Kenjiro leans against the glass of the tide simulation casually. “There’s actually some living species of sharks that have been around since the dinosaurs were alive. One of them lives around Japan.”
“Really?” Semi perks up. “Which one?”
“It’s called a goblin shark. They’re pretty cool, you should look up a picture.”
Poor, unsuspecting Semi takes his phone out of his back pocket. “Goblin shark, you said?”
“That’s the one.” Kenjiro has to turn to face the opposite wall so Semi can’t see his face. He hopes it looks like he’s interested in a nearby display and not like he’s anticipating Semi’s reaction.
For one long, terrible moment, Kenjiro waits. Semi types something on his phone, pauses. Scrolls a little. Pauses longer. Then, a ragged sigh. “Shirabu. This is the worst thing I’ve ever seen.”
“You should see how they catch prey—their jaw unhinges and their mouth shoots forward and grabs their prey like a venus fly trap—”
“They do what? ”
Kenjiro catches sight of the disgusted look on Semi’s face and bursts into laughter.
Semi flushes red to his ears, but he doesn’t look particularly mad. “I should have known better. It’s called a goblin shark, of course it’s ugly.”
“They’re hideous,” Kenjiro agrees, calming himself down. “But they really are ancient. They’ve been around for over 100 million years.”
Semi shudders. “Yeah, I think I’m done learning about all the shit that lives in the ocean. Maybe there’s something else in this museum you can ruin for me.”
“Gladly,” Kenjiro says.
He lets Semi pick the room they wander into next, and they end up in an exhibit about atoms. Basic stuff, really. There’s an electronic display showing how electrons circle the nucleus of an atom, a breakdown of how the number of protons and electrons change depending on the element, and other things Kenjiro already knows.

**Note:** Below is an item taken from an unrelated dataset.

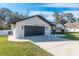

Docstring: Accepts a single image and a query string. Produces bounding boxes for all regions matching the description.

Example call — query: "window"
[22,26,23,30]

His attention is drawn to the other people in the room. They’re speaking a language Kenjiro doesn’t recognize, so he assumes they’re international students. It reminds him of something he’s been wondering for a while. He ponders it as he walks the room.
“I have a question,” he says to Semi. “About a conversation we had before.”
“You’re going to have to be more specific,” Semi comments dryly. He’s found an interactive display with magnetic water molecules, and is sticking them together randomly.
“It was at the soba place. The first time I visited. Remember?”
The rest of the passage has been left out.